Seashellonthebeach counters that Don’s motives are less pure:

“They had just shown the teacher frolicking in a couple of shots barefoot and Don, behind the shades, is having a ‘DON MOMENT.’ I think he’s feeling the grass to feel the same thing that the teacher’s feeling with her feet. And, of course … allowing his imagination to run away with those thoughts.” Seashell sees teacher nookie in Don’s future: “He will once again escape with this woman, as he always does.”

It’s interesting, I think, that Seashell chose the word escape here, since it suggests that the nookie reading and Biker’s are not so far apart. The idea is that Don strays not because he’s a “misanthropic horndog,” as you put it, Patrick, but because being with other women is a way of trying on alternate selves, alternate lives. It’s maintaining a fluid identity, not sexual gratification, he’s addicted to. In fact, that’s part of what I found mesmerizing and tense about the California plotline in Season 2: Don seemed so at home with the jet-setters he took up with there that I couldn’t help but wonder whether he’d ever go back. Matt Weiner seemed just ballsy enough to set Season 3 on the beaches of Monaco, abandoning Sterling Coop, Betty, the kids, and even poor Polly the dog, who I hope doesn’t meet the dismal end you conjured for her, John.

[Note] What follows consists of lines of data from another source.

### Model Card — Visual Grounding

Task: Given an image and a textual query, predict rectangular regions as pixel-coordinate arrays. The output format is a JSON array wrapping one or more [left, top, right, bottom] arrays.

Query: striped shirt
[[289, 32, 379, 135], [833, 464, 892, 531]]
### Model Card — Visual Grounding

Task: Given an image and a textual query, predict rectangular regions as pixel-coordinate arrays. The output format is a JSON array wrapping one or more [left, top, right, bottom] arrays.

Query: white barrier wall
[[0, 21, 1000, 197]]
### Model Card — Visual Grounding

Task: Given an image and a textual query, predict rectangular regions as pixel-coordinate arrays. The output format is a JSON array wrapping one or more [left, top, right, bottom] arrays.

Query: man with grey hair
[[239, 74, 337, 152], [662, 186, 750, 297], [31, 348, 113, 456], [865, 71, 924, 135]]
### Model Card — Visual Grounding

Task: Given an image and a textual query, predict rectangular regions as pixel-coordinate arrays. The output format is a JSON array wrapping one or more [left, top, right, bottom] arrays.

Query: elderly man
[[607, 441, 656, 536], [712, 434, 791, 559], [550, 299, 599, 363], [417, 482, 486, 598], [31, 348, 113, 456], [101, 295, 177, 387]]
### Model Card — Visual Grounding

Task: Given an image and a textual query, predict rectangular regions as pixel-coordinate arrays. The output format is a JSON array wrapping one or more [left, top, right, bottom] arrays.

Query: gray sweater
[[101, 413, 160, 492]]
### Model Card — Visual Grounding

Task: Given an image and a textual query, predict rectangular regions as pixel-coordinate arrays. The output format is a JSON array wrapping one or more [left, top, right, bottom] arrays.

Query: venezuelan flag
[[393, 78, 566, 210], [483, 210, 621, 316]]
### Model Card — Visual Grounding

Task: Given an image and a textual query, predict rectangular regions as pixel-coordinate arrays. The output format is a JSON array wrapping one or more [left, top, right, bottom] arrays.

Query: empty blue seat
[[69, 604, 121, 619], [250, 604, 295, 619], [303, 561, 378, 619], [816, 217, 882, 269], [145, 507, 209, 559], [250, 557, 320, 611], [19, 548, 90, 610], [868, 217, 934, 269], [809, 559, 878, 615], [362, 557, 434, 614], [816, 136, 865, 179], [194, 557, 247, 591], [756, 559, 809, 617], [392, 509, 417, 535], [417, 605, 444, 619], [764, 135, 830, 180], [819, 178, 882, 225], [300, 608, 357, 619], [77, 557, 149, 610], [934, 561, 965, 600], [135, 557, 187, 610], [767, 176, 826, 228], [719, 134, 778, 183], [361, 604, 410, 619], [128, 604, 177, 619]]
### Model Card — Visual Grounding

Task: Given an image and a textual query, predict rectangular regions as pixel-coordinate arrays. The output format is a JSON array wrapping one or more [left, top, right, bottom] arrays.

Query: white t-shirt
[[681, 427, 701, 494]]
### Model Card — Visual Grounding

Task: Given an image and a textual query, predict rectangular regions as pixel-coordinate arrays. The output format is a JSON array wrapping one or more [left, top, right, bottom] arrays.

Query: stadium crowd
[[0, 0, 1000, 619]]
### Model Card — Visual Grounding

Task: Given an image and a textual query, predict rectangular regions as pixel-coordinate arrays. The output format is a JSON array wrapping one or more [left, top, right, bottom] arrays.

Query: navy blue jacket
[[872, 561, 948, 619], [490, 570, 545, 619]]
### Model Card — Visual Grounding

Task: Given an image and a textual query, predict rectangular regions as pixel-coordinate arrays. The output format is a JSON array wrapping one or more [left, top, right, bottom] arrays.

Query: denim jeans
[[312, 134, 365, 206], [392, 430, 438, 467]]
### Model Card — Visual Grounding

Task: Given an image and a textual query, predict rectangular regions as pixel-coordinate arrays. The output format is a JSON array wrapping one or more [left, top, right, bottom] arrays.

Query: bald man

As for the Peggy mirror scene, I hated watching it—my stomach for squirm-inducing television isn’t as strong as yours, Patrick—but I think it did feel true to the character. Like you, John, I was at first heartbroken to find that Peggy, who has always seemed almost impenetrably tough and no-nonsense, secretly aspires to Ann-Margret-dom. But it’s really no surprise that Peggy—a professional image manufacturer now—would wonder how her own image compares. And so I think what we’re seeing in this episode is not Peggy abandoning her principles but Peggy stretching her legs and trying on new selves the way Don does. And as Emily Nussbaum pointed out over at Nymag.com, no matter how dweeby Peggy’s conquest was, it sure did seem as if they were having fun. It’s hard to begrudge Peggy that.

Before I go, I’ll briefly defend “moments of self-discovery set in front of mirrors,” John. Mirrors are one of the few places where you can see yourself the way the world sees you, which is fascinating; don’t tell me you’ve never given yourself a good gander. The device is a bit hackneyed, but people really do it, and so such scenes often ring true. I think the private intimacy of the moment is part of what made Peggy’s song sting.